Personally, I don't think this is a useful philosophical concept. It's very central to the philosophies that Charlie Kirk sought to popularize: the idea that some people, through their worldview and lifestyle have forfeited any minimum universal protections we afford to humans, and instead should be eradicated. Obviously, his criteria of human worth was more or less an inverse of yours, but personally I'd reject his overall framework.
I'm really sure whether I truly disagree with it. But I definitely believe that the framework itself inherently benefits the fascist project far, far more than it could benefit a socialist project.

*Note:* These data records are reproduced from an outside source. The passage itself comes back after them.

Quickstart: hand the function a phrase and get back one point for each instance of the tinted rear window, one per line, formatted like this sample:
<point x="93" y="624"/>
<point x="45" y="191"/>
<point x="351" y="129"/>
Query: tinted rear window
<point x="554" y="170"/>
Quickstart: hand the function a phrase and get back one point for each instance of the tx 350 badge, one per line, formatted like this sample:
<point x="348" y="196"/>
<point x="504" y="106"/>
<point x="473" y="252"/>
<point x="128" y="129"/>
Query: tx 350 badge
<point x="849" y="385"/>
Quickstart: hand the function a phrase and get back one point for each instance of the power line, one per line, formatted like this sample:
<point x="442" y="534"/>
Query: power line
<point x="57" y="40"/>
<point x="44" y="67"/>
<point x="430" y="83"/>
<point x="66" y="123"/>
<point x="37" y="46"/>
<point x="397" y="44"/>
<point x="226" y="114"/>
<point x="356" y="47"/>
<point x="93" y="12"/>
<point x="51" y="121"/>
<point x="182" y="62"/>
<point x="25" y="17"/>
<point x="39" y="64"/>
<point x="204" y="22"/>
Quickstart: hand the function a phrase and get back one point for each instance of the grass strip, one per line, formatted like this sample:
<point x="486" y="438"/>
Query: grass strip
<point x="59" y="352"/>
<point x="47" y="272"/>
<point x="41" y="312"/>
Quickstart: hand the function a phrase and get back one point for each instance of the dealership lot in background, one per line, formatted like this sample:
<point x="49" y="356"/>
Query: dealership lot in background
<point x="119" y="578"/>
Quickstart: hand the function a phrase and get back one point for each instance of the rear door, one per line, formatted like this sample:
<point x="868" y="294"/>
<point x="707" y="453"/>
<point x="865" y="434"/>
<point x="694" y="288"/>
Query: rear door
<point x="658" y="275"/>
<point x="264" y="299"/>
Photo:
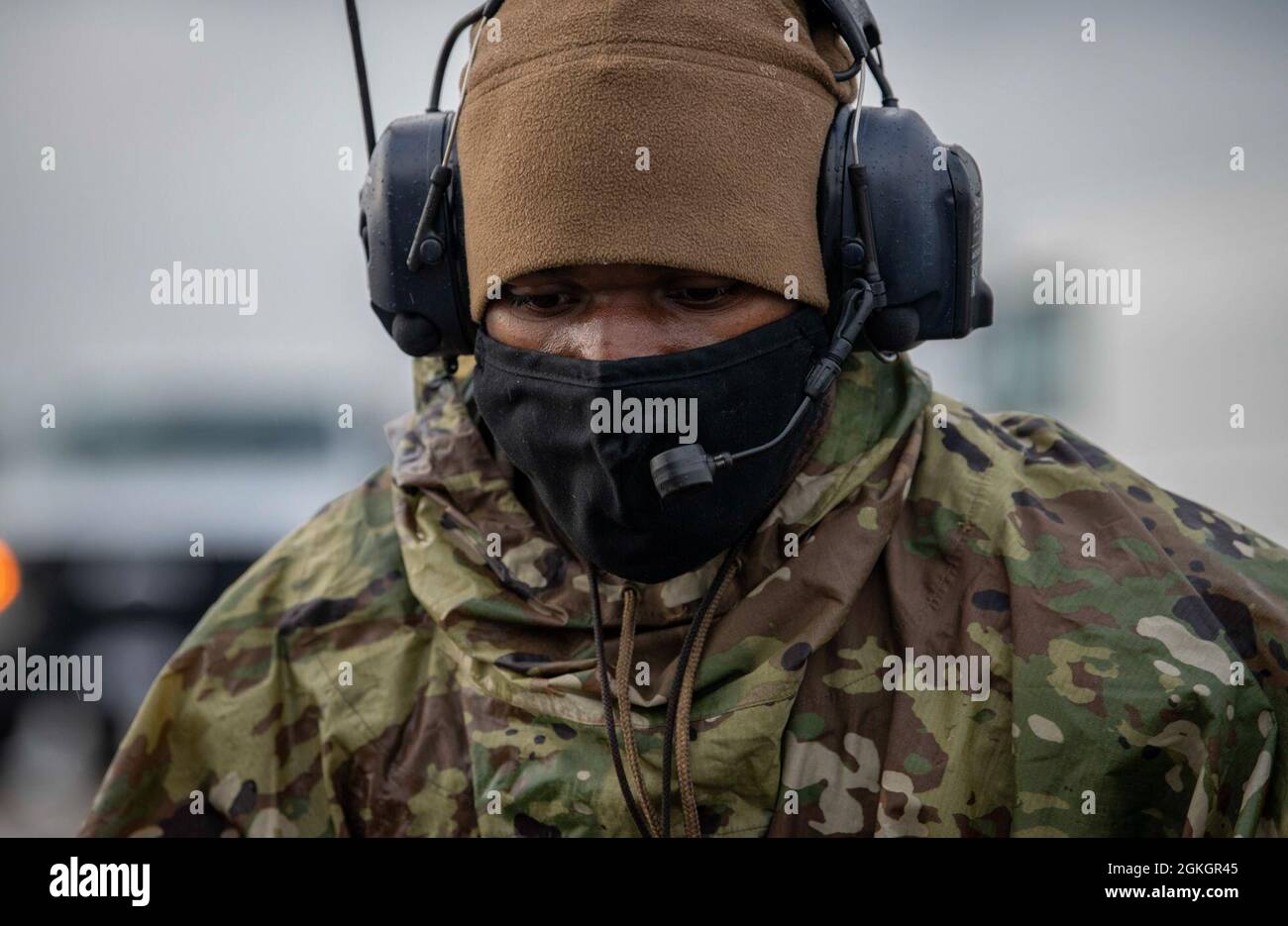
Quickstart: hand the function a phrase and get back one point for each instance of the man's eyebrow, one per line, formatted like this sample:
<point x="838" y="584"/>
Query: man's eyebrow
<point x="539" y="277"/>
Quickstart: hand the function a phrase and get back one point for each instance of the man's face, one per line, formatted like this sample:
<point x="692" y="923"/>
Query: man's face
<point x="617" y="311"/>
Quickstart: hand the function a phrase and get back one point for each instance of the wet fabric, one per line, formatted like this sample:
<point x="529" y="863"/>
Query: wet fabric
<point x="419" y="660"/>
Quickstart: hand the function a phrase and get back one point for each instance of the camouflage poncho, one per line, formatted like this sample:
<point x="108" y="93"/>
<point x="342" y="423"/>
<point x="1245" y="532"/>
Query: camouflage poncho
<point x="417" y="659"/>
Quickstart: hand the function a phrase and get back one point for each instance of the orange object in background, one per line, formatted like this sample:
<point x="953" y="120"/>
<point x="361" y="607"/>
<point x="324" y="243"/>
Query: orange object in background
<point x="11" y="579"/>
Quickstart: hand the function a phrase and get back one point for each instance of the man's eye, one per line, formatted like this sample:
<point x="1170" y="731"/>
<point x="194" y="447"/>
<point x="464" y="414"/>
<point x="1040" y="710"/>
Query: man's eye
<point x="541" y="301"/>
<point x="700" y="295"/>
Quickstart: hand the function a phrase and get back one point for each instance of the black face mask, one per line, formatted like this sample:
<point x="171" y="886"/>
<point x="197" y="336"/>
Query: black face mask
<point x="549" y="414"/>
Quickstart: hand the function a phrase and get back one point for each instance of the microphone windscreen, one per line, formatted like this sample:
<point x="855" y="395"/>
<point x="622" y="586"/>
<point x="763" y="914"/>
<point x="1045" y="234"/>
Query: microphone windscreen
<point x="893" y="329"/>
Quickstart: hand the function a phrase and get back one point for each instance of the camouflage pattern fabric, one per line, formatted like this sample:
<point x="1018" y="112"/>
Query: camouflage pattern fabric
<point x="417" y="659"/>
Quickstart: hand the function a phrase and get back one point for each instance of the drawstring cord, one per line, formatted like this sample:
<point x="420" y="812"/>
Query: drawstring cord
<point x="625" y="650"/>
<point x="630" y="779"/>
<point x="691" y="640"/>
<point x="606" y="698"/>
<point x="688" y="800"/>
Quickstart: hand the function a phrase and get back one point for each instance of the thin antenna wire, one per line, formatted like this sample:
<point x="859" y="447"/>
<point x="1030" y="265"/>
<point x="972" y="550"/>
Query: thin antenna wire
<point x="465" y="84"/>
<point x="361" y="64"/>
<point x="858" y="115"/>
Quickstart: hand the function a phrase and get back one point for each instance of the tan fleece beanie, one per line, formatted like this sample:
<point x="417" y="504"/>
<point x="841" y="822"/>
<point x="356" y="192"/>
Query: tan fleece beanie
<point x="673" y="133"/>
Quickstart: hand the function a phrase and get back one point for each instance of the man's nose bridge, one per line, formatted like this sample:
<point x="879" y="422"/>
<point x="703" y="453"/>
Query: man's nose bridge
<point x="612" y="329"/>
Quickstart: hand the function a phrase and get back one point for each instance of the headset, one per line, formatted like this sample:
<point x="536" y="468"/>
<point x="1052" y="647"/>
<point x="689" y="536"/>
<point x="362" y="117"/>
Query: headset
<point x="900" y="223"/>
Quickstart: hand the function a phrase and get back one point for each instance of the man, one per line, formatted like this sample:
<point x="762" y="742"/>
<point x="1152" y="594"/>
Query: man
<point x="905" y="618"/>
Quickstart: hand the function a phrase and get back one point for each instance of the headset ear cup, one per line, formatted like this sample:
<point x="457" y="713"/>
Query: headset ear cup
<point x="893" y="330"/>
<point x="416" y="335"/>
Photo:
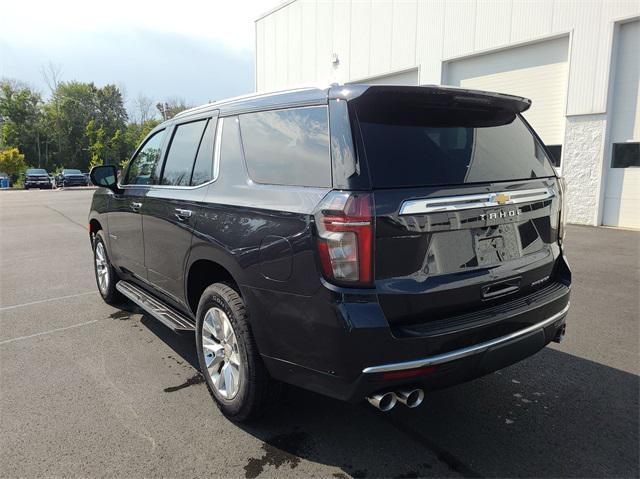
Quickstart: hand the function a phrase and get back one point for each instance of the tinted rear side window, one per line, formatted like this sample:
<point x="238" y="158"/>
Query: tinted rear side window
<point x="182" y="153"/>
<point x="203" y="168"/>
<point x="144" y="164"/>
<point x="409" y="145"/>
<point x="288" y="147"/>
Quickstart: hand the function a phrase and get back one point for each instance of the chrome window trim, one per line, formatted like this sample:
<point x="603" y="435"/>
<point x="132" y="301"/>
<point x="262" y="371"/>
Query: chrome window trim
<point x="467" y="202"/>
<point x="216" y="167"/>
<point x="216" y="149"/>
<point x="464" y="352"/>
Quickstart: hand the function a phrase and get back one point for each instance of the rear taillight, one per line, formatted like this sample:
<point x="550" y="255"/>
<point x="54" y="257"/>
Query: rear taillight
<point x="562" y="216"/>
<point x="345" y="237"/>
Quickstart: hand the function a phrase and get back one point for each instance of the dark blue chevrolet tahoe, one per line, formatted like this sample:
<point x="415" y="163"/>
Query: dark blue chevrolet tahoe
<point x="363" y="242"/>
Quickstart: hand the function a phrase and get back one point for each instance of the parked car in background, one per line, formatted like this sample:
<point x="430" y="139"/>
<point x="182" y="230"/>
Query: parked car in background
<point x="5" y="180"/>
<point x="364" y="242"/>
<point x="37" y="178"/>
<point x="68" y="177"/>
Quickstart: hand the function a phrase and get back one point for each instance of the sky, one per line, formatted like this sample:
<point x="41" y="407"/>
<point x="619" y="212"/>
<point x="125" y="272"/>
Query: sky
<point x="194" y="50"/>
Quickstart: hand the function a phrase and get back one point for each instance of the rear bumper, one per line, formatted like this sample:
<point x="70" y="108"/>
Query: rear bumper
<point x="38" y="184"/>
<point x="556" y="319"/>
<point x="342" y="345"/>
<point x="74" y="182"/>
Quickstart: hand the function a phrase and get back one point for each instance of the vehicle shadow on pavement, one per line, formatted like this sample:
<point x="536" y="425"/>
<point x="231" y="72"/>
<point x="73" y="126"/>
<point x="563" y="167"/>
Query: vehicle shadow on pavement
<point x="551" y="415"/>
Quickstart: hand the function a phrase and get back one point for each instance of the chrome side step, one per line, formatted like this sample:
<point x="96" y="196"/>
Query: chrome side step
<point x="163" y="313"/>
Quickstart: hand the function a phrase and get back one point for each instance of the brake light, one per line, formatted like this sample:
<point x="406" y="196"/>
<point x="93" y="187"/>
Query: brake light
<point x="345" y="237"/>
<point x="562" y="215"/>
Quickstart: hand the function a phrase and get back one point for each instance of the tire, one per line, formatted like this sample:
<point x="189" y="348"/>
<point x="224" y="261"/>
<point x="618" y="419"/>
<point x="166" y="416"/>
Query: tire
<point x="101" y="261"/>
<point x="251" y="389"/>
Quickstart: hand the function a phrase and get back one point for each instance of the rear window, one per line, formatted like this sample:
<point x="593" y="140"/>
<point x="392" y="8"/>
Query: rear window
<point x="182" y="153"/>
<point x="421" y="145"/>
<point x="288" y="147"/>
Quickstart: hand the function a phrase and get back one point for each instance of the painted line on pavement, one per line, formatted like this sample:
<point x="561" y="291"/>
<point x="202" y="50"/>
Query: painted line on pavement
<point x="7" y="341"/>
<point x="31" y="303"/>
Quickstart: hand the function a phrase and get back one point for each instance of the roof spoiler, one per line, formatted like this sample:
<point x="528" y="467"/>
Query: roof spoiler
<point x="439" y="94"/>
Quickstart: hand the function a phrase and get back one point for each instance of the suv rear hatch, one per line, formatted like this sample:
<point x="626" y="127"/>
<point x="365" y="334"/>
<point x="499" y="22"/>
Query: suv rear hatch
<point x="466" y="202"/>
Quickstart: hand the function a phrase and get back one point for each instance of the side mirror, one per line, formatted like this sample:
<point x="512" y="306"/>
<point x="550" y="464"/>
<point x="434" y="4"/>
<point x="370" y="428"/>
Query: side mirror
<point x="105" y="176"/>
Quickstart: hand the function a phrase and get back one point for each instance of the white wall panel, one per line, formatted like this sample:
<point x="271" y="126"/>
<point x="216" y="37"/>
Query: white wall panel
<point x="388" y="35"/>
<point x="269" y="53"/>
<point x="260" y="67"/>
<point x="403" y="36"/>
<point x="537" y="71"/>
<point x="531" y="19"/>
<point x="342" y="39"/>
<point x="295" y="44"/>
<point x="381" y="24"/>
<point x="324" y="41"/>
<point x="360" y="38"/>
<point x="308" y="41"/>
<point x="407" y="77"/>
<point x="430" y="40"/>
<point x="622" y="192"/>
<point x="459" y="27"/>
<point x="281" y="18"/>
<point x="493" y="24"/>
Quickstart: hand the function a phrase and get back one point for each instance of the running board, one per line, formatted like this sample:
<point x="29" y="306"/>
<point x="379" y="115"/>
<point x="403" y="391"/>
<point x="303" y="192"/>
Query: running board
<point x="163" y="313"/>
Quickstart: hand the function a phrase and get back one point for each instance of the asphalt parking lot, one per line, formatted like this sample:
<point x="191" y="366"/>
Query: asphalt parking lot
<point x="90" y="390"/>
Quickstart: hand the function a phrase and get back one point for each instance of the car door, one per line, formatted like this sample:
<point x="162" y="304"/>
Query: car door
<point x="125" y="219"/>
<point x="170" y="207"/>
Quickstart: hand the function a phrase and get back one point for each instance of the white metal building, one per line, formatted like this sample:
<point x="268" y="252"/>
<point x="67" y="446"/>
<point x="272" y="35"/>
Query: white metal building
<point x="578" y="60"/>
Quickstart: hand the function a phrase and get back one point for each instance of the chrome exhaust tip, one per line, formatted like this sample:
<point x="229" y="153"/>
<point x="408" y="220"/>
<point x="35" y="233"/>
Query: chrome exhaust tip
<point x="410" y="397"/>
<point x="559" y="337"/>
<point x="383" y="401"/>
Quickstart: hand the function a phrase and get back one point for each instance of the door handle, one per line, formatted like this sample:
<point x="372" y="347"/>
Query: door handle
<point x="183" y="214"/>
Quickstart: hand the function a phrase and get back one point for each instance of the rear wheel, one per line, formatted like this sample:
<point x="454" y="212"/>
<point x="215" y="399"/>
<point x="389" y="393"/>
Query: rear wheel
<point x="229" y="359"/>
<point x="106" y="276"/>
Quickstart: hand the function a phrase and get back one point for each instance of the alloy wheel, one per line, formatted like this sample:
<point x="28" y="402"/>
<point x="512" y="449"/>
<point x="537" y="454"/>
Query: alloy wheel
<point x="221" y="355"/>
<point x="102" y="268"/>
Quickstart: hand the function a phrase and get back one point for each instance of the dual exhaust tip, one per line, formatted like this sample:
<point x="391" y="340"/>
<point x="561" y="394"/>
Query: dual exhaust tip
<point x="386" y="401"/>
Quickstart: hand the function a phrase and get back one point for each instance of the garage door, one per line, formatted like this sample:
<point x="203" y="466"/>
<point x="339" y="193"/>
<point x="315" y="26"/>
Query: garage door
<point x="538" y="71"/>
<point x="622" y="190"/>
<point x="407" y="77"/>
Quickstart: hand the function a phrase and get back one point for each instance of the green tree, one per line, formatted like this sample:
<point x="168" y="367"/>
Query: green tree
<point x="21" y="120"/>
<point x="12" y="162"/>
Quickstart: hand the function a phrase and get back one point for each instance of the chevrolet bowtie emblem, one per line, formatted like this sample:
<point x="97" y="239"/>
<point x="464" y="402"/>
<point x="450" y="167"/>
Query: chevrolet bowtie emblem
<point x="501" y="198"/>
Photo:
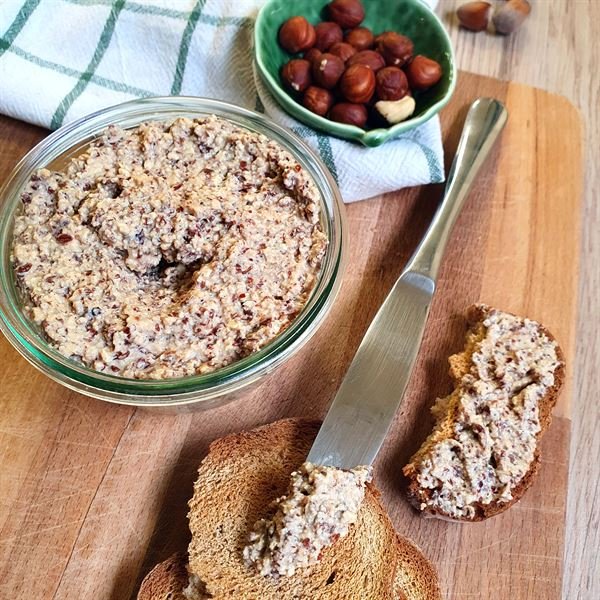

I definitely don't encourage you to mourn him. But I would encourage you to ask whether you really think there's utility in agreeing with him at all on the principle that humans can be vermin.
Not the previous user, but I think humanity is something that everyone is endowed with at birth, and a narrow few people choose to surrender it through their actions.
Also not the person you replied to, but your comment is exactly the language they're cautioning against. If I saw your comment attributed to a far-right nationalist, I wouldn't be surprised.
Personally I think using dehumanizing language to describe fascists is letting them off the hook. I might want to believe we don't share any DNA, but they're humans who arrived at a certain worldview the same way I did. It's just that their worldview is violent and disgusting.